Antinociceptive Effect of Resolvin D1 on Bone Cancer Pain

Objectives: Resolvin D1 (RvD1) is an endogenous lipid mediator synthetized from w-3-polyunsaturated fatty acid. RvD1 acts on the peripheral and central nervous system inducing antinociception. In this project we explored systemic and intrathecal (i.t.) anti-hyperalgesic effects of RvD1 during bone cancer pain and the involvement of prostaglandin signaling in this effect.
Methods: Fibrosarcoma cells were injected in the calcaneus bone of mice to induce tumor development and mechanical and heat hyperalgesia. RvD1 was administered subcutaneously (s.c.) (80, 100, and 200ng / 50µl) or i.t (0.0001 - 3 ng / 5µl). Mechanical and heat hyperalgesia were determined by measuring the frequency of withdrawal evoked by a 3.9 mN von Frey monofilament and the withdrawal latency to radiant heat delivered to the plantar surface of the paw 1,2,3,4 and 24 hours following injections. Activity of cyclooxygenase-2 (COX-2) in the spinal cord and dorsal root ganglia (DRG) was evaluated calorimetrically.

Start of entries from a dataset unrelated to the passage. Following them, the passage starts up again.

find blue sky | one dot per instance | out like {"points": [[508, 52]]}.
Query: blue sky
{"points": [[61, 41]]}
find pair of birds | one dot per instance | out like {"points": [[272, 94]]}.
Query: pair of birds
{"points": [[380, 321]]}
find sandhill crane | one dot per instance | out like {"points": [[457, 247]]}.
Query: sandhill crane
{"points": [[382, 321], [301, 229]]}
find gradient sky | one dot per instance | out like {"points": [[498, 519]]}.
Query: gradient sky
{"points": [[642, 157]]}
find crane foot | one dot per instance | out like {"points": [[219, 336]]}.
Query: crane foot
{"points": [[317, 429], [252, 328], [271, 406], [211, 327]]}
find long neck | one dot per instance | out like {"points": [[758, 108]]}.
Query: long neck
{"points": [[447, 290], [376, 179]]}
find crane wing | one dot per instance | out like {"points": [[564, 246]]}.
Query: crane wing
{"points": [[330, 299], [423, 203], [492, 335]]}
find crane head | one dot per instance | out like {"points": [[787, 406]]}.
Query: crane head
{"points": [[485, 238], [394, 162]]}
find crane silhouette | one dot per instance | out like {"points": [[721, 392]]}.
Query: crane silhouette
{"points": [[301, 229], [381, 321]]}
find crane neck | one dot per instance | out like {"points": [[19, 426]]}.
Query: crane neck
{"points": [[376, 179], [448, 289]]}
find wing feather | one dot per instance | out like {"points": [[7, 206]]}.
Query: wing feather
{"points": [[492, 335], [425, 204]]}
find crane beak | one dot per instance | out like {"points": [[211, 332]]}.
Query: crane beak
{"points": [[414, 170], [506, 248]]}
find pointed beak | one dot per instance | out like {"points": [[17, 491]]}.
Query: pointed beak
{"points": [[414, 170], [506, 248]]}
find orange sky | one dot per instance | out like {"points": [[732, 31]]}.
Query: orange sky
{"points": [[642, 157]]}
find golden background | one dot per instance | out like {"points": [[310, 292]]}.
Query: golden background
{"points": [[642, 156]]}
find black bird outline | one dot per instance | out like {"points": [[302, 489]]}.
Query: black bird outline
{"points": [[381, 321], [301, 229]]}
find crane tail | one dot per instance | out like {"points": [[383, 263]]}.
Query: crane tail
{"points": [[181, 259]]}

Results: Systemic and i.t. administration of RvD1 reduced mechanical and heat hyperalgesia. I.t. delivery reduced mechanical and heat hyperalgesia with similar potencies (ED50 values for pain inhibition were 0.04 pmol and 0.02 pmol, respectively). I.t. injection of RvD1 (0.03 pmol) and morphine (50 pmol) showed comparable anti-hyperalgesia suggesting that RvD1 is ~1700 times more potent than morphine. Administration of RvD1 reduced activity of COX-2 in the spinal cord and DRG, suggesting that RvD1 decreases pronociceptive effects of prostaglandins.
Conclusions: We demonstrated that RvD1 induces robust antinociception in a model of bone cancer pain following both systemic and i.t. administration. One underlying mechanism is the inhibition of enzymes that synthetize prostaglandins. These studies can potentially lead to a new and effective way of treating severe bone cancer pain.